Je connais des hommes qui n’ont pas eu l’envie de paterner comme j’ai pu le faire. Certains ont préféré attendre que leur enfant grandisse, atteigne un âge plus avancé, souvent celui où la parole s’installe. D’autres encore s’en sont complètement désintéressé pour des raisons diverses et variées que je ne vais pas énumérer ici. Changer les couches n’est pas ce que j’ai préféré, loin de là. Se lever au beau milieu de la nuit pour le nourrir non plus. Je l’ai fait parce que j’estimais normal de partager cela, pour autant que je puisse le faire. Je ne pense pas non plus que j’aurais été frustré que sa mère l’allaite comme elle avait émis le souhait au préalable — elle avait abandonné très rapidement s’apercevant que ça ne fonctionnait pas.

Je connais peu d’hommes qui ont eu l’envie de s’occuper de leur enfant tout petit. Ceux des générations précédentes, parents et grand-parents avaient des idées bien arrêtées sur le rôle exclusif de la mère auprès des enfants jeunes. Bien éloigné de ce que je peux moi même penser à ce sujet. Ceux de ma génération sont plus enclins à le faire, mais ce n’est pas très répandu j’ai l’impression quoique finalement je n’en connaisse pas tant que ça. Quand à ceux de la génération qui me suit, souvent ils n’en sont encore pas à se poser ce genre de questions, je crois.

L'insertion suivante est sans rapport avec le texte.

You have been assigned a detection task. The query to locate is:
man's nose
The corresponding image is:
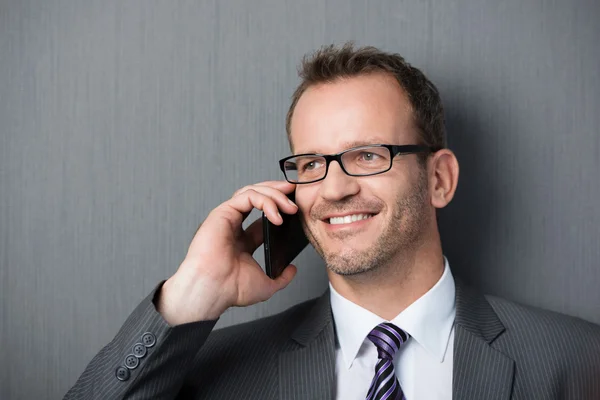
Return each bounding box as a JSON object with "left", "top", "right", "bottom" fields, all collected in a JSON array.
[{"left": 318, "top": 161, "right": 360, "bottom": 201}]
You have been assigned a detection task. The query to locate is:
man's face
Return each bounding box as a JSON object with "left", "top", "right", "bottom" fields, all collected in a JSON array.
[{"left": 290, "top": 73, "right": 432, "bottom": 276}]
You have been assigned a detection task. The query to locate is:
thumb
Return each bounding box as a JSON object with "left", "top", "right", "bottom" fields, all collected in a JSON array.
[{"left": 270, "top": 264, "right": 298, "bottom": 292}]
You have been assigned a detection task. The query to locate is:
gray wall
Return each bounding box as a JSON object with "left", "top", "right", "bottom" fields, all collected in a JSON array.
[{"left": 1, "top": 0, "right": 599, "bottom": 398}]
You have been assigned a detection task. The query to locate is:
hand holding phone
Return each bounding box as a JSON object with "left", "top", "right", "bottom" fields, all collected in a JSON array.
[{"left": 157, "top": 181, "right": 299, "bottom": 325}]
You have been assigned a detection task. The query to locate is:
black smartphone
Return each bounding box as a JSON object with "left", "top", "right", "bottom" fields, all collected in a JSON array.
[{"left": 262, "top": 192, "right": 309, "bottom": 279}]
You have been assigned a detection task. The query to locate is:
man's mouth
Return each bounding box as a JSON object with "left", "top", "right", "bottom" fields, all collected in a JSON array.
[{"left": 328, "top": 213, "right": 375, "bottom": 225}]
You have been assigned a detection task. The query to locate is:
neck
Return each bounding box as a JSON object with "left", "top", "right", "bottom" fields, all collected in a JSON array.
[{"left": 327, "top": 234, "right": 445, "bottom": 321}]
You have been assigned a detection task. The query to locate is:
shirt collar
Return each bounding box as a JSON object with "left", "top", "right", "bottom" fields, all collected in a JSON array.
[{"left": 329, "top": 257, "right": 456, "bottom": 369}]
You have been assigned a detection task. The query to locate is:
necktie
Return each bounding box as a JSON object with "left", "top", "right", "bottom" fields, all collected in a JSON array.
[{"left": 365, "top": 322, "right": 410, "bottom": 400}]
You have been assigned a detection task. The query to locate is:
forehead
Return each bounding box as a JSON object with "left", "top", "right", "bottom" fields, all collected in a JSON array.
[{"left": 289, "top": 72, "right": 418, "bottom": 154}]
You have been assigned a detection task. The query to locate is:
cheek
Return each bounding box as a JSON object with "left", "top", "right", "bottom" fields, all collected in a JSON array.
[
  {"left": 362, "top": 178, "right": 398, "bottom": 207},
  {"left": 295, "top": 186, "right": 318, "bottom": 219}
]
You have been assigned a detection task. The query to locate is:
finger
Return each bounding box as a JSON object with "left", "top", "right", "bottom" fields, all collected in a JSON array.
[
  {"left": 233, "top": 181, "right": 295, "bottom": 197},
  {"left": 242, "top": 217, "right": 264, "bottom": 254},
  {"left": 232, "top": 183, "right": 296, "bottom": 224},
  {"left": 234, "top": 185, "right": 298, "bottom": 215},
  {"left": 225, "top": 189, "right": 282, "bottom": 227}
]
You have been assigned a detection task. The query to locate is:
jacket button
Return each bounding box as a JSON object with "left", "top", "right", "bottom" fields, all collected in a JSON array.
[
  {"left": 141, "top": 332, "right": 156, "bottom": 348},
  {"left": 116, "top": 366, "right": 130, "bottom": 381},
  {"left": 124, "top": 354, "right": 139, "bottom": 369},
  {"left": 133, "top": 343, "right": 147, "bottom": 358}
]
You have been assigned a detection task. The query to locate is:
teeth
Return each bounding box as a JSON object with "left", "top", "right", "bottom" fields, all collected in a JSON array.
[{"left": 329, "top": 214, "right": 373, "bottom": 225}]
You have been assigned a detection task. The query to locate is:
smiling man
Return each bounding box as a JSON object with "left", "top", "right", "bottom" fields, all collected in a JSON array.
[{"left": 65, "top": 44, "right": 600, "bottom": 400}]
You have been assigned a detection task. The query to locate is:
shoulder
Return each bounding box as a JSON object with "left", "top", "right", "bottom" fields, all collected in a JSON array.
[
  {"left": 181, "top": 295, "right": 324, "bottom": 393},
  {"left": 487, "top": 294, "right": 600, "bottom": 340},
  {"left": 194, "top": 295, "right": 321, "bottom": 363},
  {"left": 486, "top": 294, "right": 600, "bottom": 366},
  {"left": 210, "top": 296, "right": 320, "bottom": 346}
]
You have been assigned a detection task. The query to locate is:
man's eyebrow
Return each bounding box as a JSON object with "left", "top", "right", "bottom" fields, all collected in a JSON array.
[{"left": 296, "top": 138, "right": 388, "bottom": 155}]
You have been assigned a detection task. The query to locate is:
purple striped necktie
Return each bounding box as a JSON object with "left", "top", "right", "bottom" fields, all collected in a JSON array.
[{"left": 365, "top": 322, "right": 410, "bottom": 400}]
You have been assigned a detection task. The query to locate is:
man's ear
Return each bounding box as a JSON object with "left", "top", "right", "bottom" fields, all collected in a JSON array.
[{"left": 428, "top": 149, "right": 459, "bottom": 209}]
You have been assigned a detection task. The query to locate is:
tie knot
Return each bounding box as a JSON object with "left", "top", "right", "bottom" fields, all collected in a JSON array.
[{"left": 367, "top": 322, "right": 409, "bottom": 360}]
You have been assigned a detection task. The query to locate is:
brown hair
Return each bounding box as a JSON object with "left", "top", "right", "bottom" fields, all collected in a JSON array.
[{"left": 286, "top": 43, "right": 447, "bottom": 154}]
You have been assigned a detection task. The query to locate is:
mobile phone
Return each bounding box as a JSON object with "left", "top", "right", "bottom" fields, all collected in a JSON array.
[{"left": 262, "top": 192, "right": 309, "bottom": 279}]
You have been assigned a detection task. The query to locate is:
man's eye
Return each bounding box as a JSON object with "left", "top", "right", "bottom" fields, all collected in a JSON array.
[
  {"left": 303, "top": 160, "right": 323, "bottom": 171},
  {"left": 360, "top": 152, "right": 379, "bottom": 161}
]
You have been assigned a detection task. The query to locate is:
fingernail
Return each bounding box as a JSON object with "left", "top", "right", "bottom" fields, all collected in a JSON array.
[
  {"left": 277, "top": 211, "right": 282, "bottom": 220},
  {"left": 288, "top": 198, "right": 297, "bottom": 207}
]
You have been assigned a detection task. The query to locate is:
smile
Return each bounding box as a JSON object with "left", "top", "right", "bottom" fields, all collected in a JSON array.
[{"left": 329, "top": 213, "right": 374, "bottom": 225}]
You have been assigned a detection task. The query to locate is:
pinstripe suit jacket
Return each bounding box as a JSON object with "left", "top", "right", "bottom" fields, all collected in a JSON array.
[{"left": 65, "top": 279, "right": 600, "bottom": 399}]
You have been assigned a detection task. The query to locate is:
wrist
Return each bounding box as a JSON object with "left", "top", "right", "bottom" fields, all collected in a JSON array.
[{"left": 157, "top": 272, "right": 229, "bottom": 325}]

Le rôle ou plutôt la place du père n’est pas chose aisée à prendre, à imaginer, à occuper. Souvent pendant les premiers jours de l’enfant, toute l’attention de l’entourage est portée vers lui et vers la mère. Je sais pour l’avoir vécu une fois qu’il est difficile de se faire valoir comme interlocuteur valable en ce qui concerne le bébé. Elle savent — probablement de façon héréditaire ou génétique j’imagine ! Ne vous méprenez pas, c’est ironique ;-) — comment s’en occuper alors que les pères sont gauches et malhabiles. J’ai entendu ça, à de nombreuses reprises. C’est dommage de se voir relégué au second plan, simplement parce qu’on pense la relation mère-enfant implicite et naturelle et pas celle qui pourra(it) exister entre le père et son bébé. Je ne suis pas sûr que la relation intra-utérine soit aussi prégnante que ce qu’on veut laisser croire. Je me demande si les échanges, sonores ou tactiles, qui peuvent avoir lieu pendant la grossesse avec le père ne jouent pas un rôle tout aussi important.

Peut-être d’ailleurs que lorsque je murmurais ou chantais à son oreille il se rappelait les sons entendus quelques mois plus tôt ?

J’aimerais entendre un peu plus les pères à ce sujet, et savoir comment les mères ont pu ou voulu leur faire une place à leurs côtés.